Seluruh karyawan Batavia Air diberhentikan secara hormat, kecuali yang ditunjuk sebagai tim pemberesan. Semua kewajiban karyawan yang diberhentikan akan diurus oleh tim sumber daya manusia kepada kurator, sesuai Undang-Undang Ketenagakerjaan Nomor 13 tahun 2003 pasal 165. Batavia Air digugat pailit oleh International Lease Finance Corporation (ILFC) yang berkantor pusat di Amerika Serikat. Perusahaan penyewaan pesawat itu memiliki dua Airbus 330. Pesawat jenis itulah yang menjadi awal gugatan kepada Batavia Air. ILFC menggugat karena timbul utang besar oleh Batavia Air dengan menyewa pesawat tersebut.

Nasib sial terus menghampiri maskapai milik negara PT Merpati Nusantara Airlines. Karena utang yang menggunung hingga lebih dari Rp 7 triliun, Merpati berhenti beroperasi Februari 2014 lalu. Yang lebih tragis lagi, dua pesawat Merpati ternyata baru saja ditarik perusahaan penyewa (lessor) di Desember ini. Pesawat telah ditarik pada tanggal 16 Desember 2013 boeing 737-300 dan tanggal 19 Desember 2013 boeing 737-400. Kini Merpati pun hanya memiliki 15 pesawat untuk melayani penumpang.

Padahal idealnya pesawat Boeing harus memiliki setidaknya 12 pesawat kalau pembayaran karyawan terpenuhi semua. Apabila hanya lima pesawat dirasa kurang banyak dan sangat minim dalam memberikan pelayanan. Maskapai penerbangan PT Merpati Indonesia Airlines (Merpati) masih berada dalam keterpurukan. Rute-rute yang dulu diterbangi Merpati kini sudah hangus dan tak bisa diterbangi lagi.

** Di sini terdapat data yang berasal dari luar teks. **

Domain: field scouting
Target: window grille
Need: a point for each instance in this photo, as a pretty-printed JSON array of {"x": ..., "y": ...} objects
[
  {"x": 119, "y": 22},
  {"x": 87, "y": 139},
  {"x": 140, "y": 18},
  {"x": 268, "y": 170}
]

Kementerian Perhubungan memberikan waktu 60 hari terhitung sejak Merpati berhenti terbang, agar Merpati bisa kembali mengaktifkan rute-rutenya. Diketahui, Merpati berhenti mengoperasikan armadanya pada 1 Februari 2014 Total utang menurut Badan Pemeriksa Keuangan (BPK) senilai Rp 7,29 triliun di mana Rp 400 miliar adalah tunggakan untuk bayar gaji dan refund tiket.